• Two Severed Fingers Way, Way Up, and Other Tales from the Hollywood Marketing Division

    “If we weren’t making decisions based on marketability, John Malkovich would be in every movie.” Tad Friend's New Yorker article about modern movie marketing is full of great quotes like that. (It's attributed to a nameless "movie marketeer.") Friend writes, "It is often said in Hollywood that no one sets out to make a bad movie, but the truth is that people cheerfully set out to make bad movies all the time. It is more accurate to say that no one sets out to make a movie without having a particular audience in mind." Here's the way it breaks down: "The collective wisdom [among marketers] is that young males like explosions, blood, cars flying through the air, pratfalls, poop jokes, 'you’re so gay' banter, and sex—-but not romance. Young women like friendship, pop music, fashion, sarcasm, sensitive boys who think with their hearts, and romance—-but not sex (though they like to hear the naughty girl telling her friends about it)...Older women like feel-good films and Nicholas Sparks-style weepies: they are the core audience for stories of doomed love and triumphs of the human spirit.
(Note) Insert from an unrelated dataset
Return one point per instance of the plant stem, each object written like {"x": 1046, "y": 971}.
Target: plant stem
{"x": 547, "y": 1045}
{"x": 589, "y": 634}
They enjoy seeing an older woman having her pick of men; they hate seeing a child in danger. Particularly once they reach thirty, these women are the most 'review-sensitive': a chorus of critical praise for a movie aimed at older women can increase the opening weekend’s gross by five million dollars. In other words, older women are discriminating, which is why so few films are made for them." On the other hand, a marketing consultant named Terry Press told Friend that “Guys [i.e., "older men"] only get off their couches twice a year, to go to Wild Hogs or 3:10 to Yuma. If all you have [in your movie's target demographic] is older males, it’s time to take a pill.”

    Although marketing divisions may be the enemy of the art of movies, there is an art to devising a successful marketing campaign. Friend spends much of his time profiling Tim Palen, a 47-year-old who has designed campaigns for Lionsgate films ranging from Crash and W. to Rambo and the Saw franchise. It was he who came up with the weird mix of gross-out provocation and graphic elegance that was the poster image for Saw II: a pair of severed fingers laid out to look like a "II."